Lists or sets of values

Section 1.3 acknowledges that supersetting XML 1.0 DTD's requires defining
certain aggregate datatypes such as IDREFS, ENTITIES and NMTOKENS, but does
not provide for a general mechanism for defining additional aggregate
datatypes, deferring that to a later version of the standard.  I think it
would be much preferable to establish at least some minimal support for
lists of other datatypes to preclude the widespread use of the "string"
datatype as the basis for user-defined lists.

If I needed a "uris" datatype in a list-free XML schema, I would probably do
something like:

<datatype name="uris">
	<basetype name="string"/>
</datatype>

I think it would be reasonable to introduce a built-in type "list" that
strictly indicated that the content was a space deliminated list of
non-space containing items.  Facets that constrain number of items, other
deliminators, etc could be added in later revisions.

In addition, it would be useful to also add as built-in datatypes list
versions of non-space containing built-in datatypes.  From my quick survey
that would seem to be

booleans
reals
timeInstants
timeDurations
recurringInstants
uris
languages
decimals 
integers
dates
times

would be reasonable.  The non-negative-integers, etc, seem to be overkill,
but could be included for completeness.  If these were new types plus the
generic list datatype were added, then most schema developers would be
content to stay within those boundaries until we figure out how we
ultimately want to support lists.  I would not think this would add
substantial complexity to the implementation of parsers since the essential
elements for list support are needed for the XML 1.0 datatypes of ENTITIES,
IDREFS and NMTOKENS,

My take at a minimal support for extensible lists would be something like

<datatype name="mytypes">
	<basetype name="list"/>
	<listitem minOccur="2" maxOccur="7">
		<datatypeRef name="mytype"/>
	</listitem>
</datatype>

Where listitem is a facet that is only appropriate if the basetype is list.
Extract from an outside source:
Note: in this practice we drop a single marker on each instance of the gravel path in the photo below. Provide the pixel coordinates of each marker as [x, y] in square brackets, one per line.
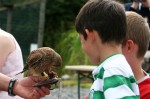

The desciption of ENTITIES and IDREFS describe them as null-separated where
section 1.3 says space separated.  The XML 1.0 spec's definition of the
Nmtokens production would not allow my interpretation of null-separated
(separated by #x00 characters) and the datatypes document does not appear to
define a different interpretation.

Received on Thursday, 4 November 1999 14:36:10 UTC